Aveva suonato alla porta della scrittrice stringendo fra le mani gli orecchini e il fermaglio che le aveva prestato la sera della cena. Neera le aveva aperto con un sorriso invitandola a entrare. Il salotto era stato trasformato nel suo studio, Una libreria carica di libri impilati in modo disordinato occupava un'intera parete. Anche la scrivania era carica di fogli, quaderni, giornali e stampe. Davanti alla libreria un divano a fiori dall'aria vissuta, dove Rubina fu invitata a sedersi. Abbandonato su un tavolino c'era una copia di Lydia, che Neera aveva definito la sua ultima fatica. La ragazza lo sfogliò con delicatezza meravigliandosi nel vedere le pagine ingiallite dal tempo, voltò il volume e lesse la data di fine stampa: aprile 1904. Sollevò lo sguardo sulla scrittrice che le sorrise dolcemente.

- Allora com'è andata la cena dai tuoi amici?

- È stata la serata più strana di tutta la mia vita… - rispose Rubina. 

- Ti va di parlarmene? 

- Sì, devo assolutamente parlarne con qualcuno… devo capire e sento che di lei mi posso fidare. - È inutile fingere che in questo palazzo sia tutto normale, quando sappiamo bene che non lo è affatto… - Rubina sollevò il volume mostrandolo in modo esplicativo. 

- Non sempre tutto si può capire, ci sono situazioni che possiamo solo accettare - disse Neera.

- Ieri sera, dopo la cena sono tornata a casa per mezzanotte. In cortile ho visto Menelik, volevo solo accarezzarlo.
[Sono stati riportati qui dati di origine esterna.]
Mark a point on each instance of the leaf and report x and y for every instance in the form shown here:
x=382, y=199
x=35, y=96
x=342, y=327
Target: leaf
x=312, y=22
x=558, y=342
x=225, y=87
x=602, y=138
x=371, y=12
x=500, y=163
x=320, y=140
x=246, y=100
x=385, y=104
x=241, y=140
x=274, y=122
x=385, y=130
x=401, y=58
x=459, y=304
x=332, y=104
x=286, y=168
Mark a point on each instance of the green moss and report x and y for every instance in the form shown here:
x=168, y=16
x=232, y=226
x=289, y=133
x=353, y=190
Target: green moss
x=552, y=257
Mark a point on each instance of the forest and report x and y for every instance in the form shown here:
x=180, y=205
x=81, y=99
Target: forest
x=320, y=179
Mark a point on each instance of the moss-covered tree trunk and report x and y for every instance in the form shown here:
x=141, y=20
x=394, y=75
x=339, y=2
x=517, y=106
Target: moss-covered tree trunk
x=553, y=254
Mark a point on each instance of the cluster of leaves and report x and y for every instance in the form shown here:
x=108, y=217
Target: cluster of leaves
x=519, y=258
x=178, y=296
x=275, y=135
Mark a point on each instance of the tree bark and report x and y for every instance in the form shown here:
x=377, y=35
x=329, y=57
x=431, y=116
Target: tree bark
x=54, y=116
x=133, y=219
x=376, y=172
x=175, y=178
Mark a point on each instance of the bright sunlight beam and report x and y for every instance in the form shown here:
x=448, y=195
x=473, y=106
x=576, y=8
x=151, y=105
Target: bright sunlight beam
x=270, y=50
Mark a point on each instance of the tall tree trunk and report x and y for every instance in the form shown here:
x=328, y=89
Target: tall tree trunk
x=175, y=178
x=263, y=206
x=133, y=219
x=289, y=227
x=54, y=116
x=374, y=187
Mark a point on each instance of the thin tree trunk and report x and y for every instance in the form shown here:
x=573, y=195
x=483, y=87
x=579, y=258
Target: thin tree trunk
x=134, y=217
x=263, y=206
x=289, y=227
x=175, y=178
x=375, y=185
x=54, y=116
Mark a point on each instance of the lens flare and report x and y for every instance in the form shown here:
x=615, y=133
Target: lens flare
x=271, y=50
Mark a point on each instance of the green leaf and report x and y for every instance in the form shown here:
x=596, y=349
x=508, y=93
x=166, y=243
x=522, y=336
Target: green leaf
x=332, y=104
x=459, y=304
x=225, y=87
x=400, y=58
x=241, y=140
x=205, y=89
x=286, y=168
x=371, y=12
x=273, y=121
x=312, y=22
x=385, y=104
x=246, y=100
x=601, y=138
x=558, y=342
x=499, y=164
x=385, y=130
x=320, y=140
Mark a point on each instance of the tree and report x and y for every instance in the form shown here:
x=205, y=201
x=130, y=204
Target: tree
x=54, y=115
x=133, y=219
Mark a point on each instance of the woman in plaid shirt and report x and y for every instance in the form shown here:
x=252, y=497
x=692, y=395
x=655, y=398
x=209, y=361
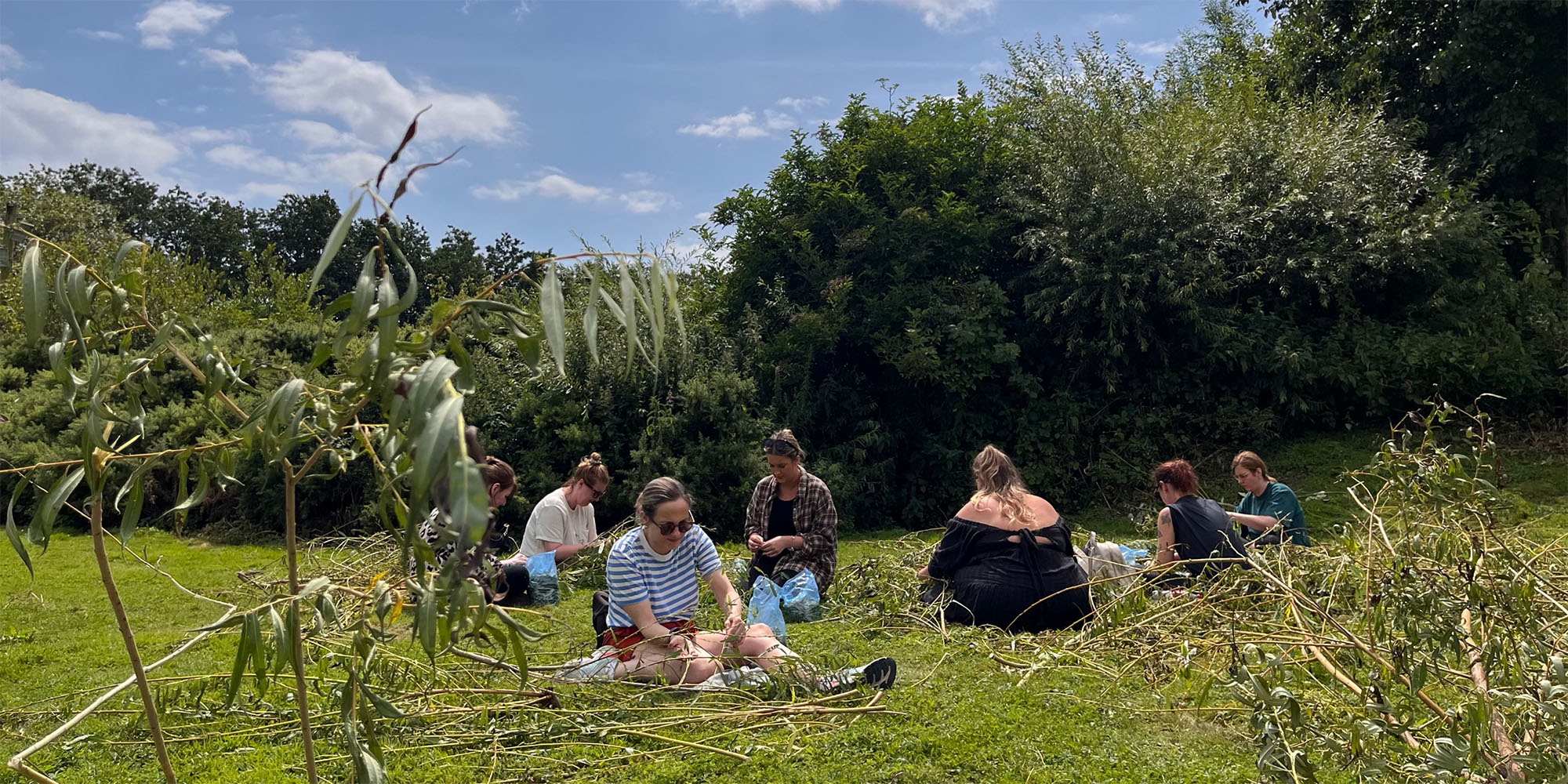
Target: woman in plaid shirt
x=791, y=523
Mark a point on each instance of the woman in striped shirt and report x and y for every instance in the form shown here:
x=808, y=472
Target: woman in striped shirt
x=653, y=578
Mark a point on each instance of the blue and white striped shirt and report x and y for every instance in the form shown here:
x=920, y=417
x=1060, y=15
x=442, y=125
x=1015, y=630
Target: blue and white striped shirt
x=667, y=583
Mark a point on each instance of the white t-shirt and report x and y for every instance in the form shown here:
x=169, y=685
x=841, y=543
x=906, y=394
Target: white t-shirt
x=554, y=521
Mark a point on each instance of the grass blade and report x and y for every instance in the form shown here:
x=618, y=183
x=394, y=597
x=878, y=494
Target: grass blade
x=333, y=244
x=35, y=294
x=553, y=310
x=45, y=518
x=10, y=529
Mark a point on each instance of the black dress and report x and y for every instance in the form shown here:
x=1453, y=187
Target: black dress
x=1025, y=586
x=782, y=523
x=1203, y=531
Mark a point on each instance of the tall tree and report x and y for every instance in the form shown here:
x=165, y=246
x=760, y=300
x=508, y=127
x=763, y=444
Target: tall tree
x=1479, y=84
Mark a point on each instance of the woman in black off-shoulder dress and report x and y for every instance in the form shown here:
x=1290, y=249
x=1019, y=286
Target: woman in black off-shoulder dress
x=1007, y=557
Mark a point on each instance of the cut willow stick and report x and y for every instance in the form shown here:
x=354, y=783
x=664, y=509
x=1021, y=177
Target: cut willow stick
x=302, y=699
x=150, y=706
x=1500, y=735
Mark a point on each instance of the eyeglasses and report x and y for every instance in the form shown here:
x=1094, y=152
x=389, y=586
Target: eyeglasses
x=670, y=528
x=780, y=448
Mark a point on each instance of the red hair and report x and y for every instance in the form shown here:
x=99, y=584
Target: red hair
x=1178, y=474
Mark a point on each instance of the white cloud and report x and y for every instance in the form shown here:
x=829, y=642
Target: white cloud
x=173, y=18
x=553, y=184
x=266, y=191
x=46, y=129
x=335, y=169
x=799, y=104
x=647, y=201
x=746, y=7
x=321, y=136
x=376, y=106
x=100, y=35
x=742, y=126
x=948, y=15
x=225, y=59
x=203, y=136
x=938, y=15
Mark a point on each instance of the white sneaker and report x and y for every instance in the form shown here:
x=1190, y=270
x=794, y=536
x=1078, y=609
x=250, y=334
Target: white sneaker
x=593, y=667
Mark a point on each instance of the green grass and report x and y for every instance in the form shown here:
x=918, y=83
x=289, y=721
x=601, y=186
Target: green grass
x=960, y=717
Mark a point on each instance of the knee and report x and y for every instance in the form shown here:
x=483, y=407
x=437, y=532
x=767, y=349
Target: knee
x=699, y=670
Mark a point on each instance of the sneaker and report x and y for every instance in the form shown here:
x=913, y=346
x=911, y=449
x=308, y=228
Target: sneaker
x=593, y=667
x=877, y=675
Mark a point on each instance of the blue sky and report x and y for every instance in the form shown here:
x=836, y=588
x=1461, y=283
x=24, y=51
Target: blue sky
x=606, y=120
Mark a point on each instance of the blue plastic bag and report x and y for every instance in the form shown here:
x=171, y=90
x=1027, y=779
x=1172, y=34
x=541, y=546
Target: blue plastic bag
x=545, y=584
x=764, y=608
x=1131, y=556
x=800, y=598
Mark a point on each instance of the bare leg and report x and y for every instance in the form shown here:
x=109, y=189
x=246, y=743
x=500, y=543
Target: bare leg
x=655, y=661
x=764, y=650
Poi ho visto la signora vestita di bianco che usciva dal portone e… 

- E tu hai deciso di seguirla… non è così? - disse Neera inarcando le sopracciglia.

- Sì, sapevo di essere tornata in tempo proprio per questo motivo. Li ho seguiti attraverso vicoli e strade di una Milano sconosciuta. Ho finalmente scoperto la bottega del Golot, quindi siamo arrivati fino in centro, dove i signori Rossetti sono entrati in una casa… una casa di quelle. - Rubina si sentì sollevata dopo aver confessato il suo segreto. Neera sorrideva arcigna. 

- Tutti sono impegnati a giudicare Giuliana, ma i veri peccatori sono altri. 

- Infatti sono rimasta molto sorpresa nel trovare la signora Rossetti in quella situazione e sono fuggita. Appena uscita ho ritrovato la vecchia mendicante che mi aveva indicato la via la sera del mio arrivo a Milano. Mi ha condotto in piazza del Duomo dove mi ha presentato a Luigi Conconi, il pittore sul quale voglio scrivere la mia tesi Neera! Come è possibile che io abbia potuto incontrare una persona deceduta più di un secolo fa? 

- Non continuare a farti tutte queste domande Rubina, pensa che forse è stato solo un sogno. 

- Sono ore che cerco di convincermi di questo, ma le sensazioni erano troppo reali e poi il pittore ha detto che vuole farmi il ritratto. È rimasto affascinato dai suoi orecchini Neera, mi ha dato l’impressione che li avesse già visti indossati a qualcuno che conosceva. Lei può spiegarmi cosa significa tutto questo? il tono della ragazza era sempre più accorato. 

- La scrittrice non rispose, il suo sguardo percorreva la stanza, voleva sottrarsi a domande a cui non poteva rispondere. 

- Allora! Se è così ho deciso che andrò nel suo studio in via San Paolo. Uscirò ancora dal portone proibito e svelerò questo mistero che tutti vi ostinate a nascondermi. 

Il volto di Neera assunse un’espressione accigliata, quando tornò a guardare la ragazza.

- Pensaci bene Rubina… questa volta potresti non riuscire a tornare…

- Io non ho un posto dove tornare, anche se in questo palazzo mi sono sentita a casa.

- Non sto parlando solo di tornare in questa casa, dico che potresti perderti… sparire per sempre.

- E tutta la vita che cerco di rendermi invisibile, comunque per i miei genitori è come se lo fossi già - disse Rubina con amarezza.

- Ma cara come puoi pensare una cosa simile! Torna a Domaso e parla con i tuoi genitori, poi rifletti molto bene prima di imbarcarti in questa avventura - disse Neera in tono grave.